Définition

La dysplasie spondylo-épimétaphysaire de type Faden-Alkuraya, également appelée SEMD de type Faden-Alkuraya, est une maladie génétique très rare du développement osseux et neurologique. Elle se caractérise par une atteinte progressive de la colonne vertébrale, des extrémités des os longs (épiphyses) et des zones situées près de leurs extrémités (métaphyses). Elle entraîne notamment une petite taille, des déformations progressives du squelette et un raccourcissement caractéristique du quatrième métatarsien, l’un des os longs du pied.

Cette maladie est causée par des mutations des deux copies du gène RSPRY1. La fonction exacte de la protéine produite par ce gène reste encore mal connue, mais elle semble jouer un rôle important dans le développement et le fonctionnement du squelette. Des travaux récents suggèrent qu’elle participe à la régulation de mécanismes impliqués dans l’organisation des tissus et la croissance osseuse.

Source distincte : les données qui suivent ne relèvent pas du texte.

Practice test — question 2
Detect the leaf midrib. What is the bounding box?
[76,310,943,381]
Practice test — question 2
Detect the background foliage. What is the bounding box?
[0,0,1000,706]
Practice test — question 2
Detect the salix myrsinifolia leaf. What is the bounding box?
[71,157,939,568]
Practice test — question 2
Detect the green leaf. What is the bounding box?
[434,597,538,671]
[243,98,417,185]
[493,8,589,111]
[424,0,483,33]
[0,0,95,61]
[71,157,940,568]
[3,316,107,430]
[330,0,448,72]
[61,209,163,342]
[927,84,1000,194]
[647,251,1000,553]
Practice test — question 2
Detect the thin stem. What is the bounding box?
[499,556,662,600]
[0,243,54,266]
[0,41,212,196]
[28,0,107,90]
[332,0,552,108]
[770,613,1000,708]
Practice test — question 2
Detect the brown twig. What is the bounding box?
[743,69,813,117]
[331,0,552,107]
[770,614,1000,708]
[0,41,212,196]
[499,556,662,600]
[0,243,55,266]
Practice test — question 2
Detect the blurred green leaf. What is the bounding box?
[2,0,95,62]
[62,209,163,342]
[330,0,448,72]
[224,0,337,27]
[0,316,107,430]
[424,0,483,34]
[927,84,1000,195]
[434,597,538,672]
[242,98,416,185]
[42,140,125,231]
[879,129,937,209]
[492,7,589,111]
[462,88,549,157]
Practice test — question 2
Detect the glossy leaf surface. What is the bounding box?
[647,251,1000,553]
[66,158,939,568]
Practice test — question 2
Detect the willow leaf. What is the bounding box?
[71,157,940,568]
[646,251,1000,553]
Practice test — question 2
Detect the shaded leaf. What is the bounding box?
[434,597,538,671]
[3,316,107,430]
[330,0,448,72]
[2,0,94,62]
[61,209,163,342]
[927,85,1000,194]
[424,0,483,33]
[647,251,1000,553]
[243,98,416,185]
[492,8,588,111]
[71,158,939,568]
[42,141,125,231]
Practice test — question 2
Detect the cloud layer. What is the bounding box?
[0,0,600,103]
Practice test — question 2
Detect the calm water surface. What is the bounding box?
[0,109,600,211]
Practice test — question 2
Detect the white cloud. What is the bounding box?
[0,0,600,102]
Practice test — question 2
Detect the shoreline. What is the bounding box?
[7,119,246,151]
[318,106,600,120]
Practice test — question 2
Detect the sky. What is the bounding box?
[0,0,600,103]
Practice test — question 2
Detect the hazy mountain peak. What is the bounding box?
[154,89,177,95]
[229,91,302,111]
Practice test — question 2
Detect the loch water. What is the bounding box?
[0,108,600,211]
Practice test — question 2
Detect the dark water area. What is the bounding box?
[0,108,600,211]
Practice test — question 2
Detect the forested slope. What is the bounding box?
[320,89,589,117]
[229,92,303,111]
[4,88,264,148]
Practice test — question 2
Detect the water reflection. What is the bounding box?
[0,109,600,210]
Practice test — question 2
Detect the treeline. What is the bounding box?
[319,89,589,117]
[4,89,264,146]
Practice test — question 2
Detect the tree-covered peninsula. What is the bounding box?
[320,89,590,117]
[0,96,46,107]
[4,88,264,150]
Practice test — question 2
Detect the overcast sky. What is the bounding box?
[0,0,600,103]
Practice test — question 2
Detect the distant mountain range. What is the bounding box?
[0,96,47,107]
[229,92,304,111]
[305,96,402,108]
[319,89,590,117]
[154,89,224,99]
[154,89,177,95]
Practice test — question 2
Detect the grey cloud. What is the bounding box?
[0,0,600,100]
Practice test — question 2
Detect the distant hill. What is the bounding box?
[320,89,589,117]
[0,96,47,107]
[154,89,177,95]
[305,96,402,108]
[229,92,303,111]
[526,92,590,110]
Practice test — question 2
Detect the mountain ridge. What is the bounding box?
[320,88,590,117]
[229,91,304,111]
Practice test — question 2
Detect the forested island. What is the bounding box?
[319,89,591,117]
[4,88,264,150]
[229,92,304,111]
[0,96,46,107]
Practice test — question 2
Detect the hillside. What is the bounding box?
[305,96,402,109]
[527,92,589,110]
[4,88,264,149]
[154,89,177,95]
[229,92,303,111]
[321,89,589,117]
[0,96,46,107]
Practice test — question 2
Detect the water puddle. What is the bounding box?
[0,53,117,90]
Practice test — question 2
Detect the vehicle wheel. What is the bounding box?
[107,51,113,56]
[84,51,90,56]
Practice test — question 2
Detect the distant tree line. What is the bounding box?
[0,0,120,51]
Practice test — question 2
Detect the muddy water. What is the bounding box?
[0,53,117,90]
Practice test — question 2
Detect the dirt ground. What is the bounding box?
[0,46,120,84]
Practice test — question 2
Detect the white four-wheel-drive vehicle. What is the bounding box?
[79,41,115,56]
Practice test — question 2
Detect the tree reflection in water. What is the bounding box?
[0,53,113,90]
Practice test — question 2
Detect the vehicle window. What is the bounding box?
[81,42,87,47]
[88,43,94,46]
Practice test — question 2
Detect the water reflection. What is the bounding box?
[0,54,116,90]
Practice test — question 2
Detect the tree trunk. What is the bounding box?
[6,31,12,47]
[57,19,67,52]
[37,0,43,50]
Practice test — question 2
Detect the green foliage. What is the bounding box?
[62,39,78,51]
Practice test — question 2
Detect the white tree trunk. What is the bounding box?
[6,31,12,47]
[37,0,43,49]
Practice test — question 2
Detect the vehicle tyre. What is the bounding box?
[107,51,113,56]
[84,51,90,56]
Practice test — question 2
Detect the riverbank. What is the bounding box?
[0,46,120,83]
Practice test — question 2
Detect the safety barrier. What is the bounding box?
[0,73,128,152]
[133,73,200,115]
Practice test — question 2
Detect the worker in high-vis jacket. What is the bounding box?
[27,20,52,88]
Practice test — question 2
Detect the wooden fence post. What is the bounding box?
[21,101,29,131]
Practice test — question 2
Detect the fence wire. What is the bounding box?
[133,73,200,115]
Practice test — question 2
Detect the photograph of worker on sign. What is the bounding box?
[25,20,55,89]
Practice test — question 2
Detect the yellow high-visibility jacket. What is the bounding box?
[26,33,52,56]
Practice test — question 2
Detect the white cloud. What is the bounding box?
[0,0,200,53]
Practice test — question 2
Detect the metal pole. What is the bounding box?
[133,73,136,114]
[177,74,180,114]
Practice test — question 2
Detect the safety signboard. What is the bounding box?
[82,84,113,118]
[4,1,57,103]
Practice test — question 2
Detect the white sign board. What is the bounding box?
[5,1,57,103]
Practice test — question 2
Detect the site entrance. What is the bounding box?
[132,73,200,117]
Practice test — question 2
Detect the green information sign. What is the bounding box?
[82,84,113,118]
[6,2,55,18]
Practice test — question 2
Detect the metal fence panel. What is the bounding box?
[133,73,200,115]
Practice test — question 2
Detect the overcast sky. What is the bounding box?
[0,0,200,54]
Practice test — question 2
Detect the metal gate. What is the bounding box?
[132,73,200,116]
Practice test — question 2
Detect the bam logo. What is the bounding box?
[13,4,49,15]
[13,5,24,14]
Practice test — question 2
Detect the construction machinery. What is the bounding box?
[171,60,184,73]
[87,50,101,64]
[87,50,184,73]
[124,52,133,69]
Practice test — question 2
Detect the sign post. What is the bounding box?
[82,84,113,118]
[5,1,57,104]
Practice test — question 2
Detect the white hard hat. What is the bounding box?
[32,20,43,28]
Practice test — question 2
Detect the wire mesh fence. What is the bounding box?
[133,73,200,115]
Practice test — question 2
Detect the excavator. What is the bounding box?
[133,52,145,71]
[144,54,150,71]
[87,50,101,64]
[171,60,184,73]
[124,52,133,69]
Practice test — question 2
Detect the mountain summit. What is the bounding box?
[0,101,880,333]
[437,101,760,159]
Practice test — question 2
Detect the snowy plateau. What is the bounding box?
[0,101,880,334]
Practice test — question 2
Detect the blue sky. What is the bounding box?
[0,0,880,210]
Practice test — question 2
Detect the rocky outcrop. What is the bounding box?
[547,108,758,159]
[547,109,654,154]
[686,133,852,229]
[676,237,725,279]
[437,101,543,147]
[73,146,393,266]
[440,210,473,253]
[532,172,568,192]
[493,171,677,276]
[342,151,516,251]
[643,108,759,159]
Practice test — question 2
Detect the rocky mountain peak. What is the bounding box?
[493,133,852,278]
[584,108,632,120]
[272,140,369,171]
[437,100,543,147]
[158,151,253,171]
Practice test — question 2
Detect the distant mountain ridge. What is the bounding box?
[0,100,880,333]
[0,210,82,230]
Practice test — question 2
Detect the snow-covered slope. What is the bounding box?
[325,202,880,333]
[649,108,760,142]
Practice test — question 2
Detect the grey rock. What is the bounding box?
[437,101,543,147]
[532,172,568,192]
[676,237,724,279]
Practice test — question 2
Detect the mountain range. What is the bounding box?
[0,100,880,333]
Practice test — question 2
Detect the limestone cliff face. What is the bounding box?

La dysplasie spondylo-épimétaphysaire de type Faden-Alkuraya est héritée de manière autosomique récessive, ce qui signifie qu'un patient atteint a hérité d'une copie mutée du gène de chaque parent, ce qui a entraîné le développement de la maladie. Les parents sont généralement porteurs sains, sans symptôme de la maladie.

Les manifestations osseuses peuvent comprendre une scoliose, des anomalies des hanches et des genoux ainsi que des doigts courts (brachydactylie). Les radiographies montrent des anomalies progressives des vertèbres, de petites épiphyses et des métaphyses élargies et irrégulières. Une déviation des genoux vers l’intérieur (genu valgum) et une anomalie des hanches appelée coxa vara peuvent également être présentes.

Une déficience intellectuelle de sévérité variable et un retard des acquisitions peuvent également être présents. Certaines personnes présentent des caractéristiques particulières du visage, mais celles-ci sont variables et ne sont pas détaillées ici.

Une crâniosynostose, c’est-à-dire une fermeture trop précoce de certaines sutures du crâne, a été décrite chez certains patients mais n’est pas systématique. La maladie reste extrêmement rare et les connaissances sur son évolution à long terme sont encore limitées.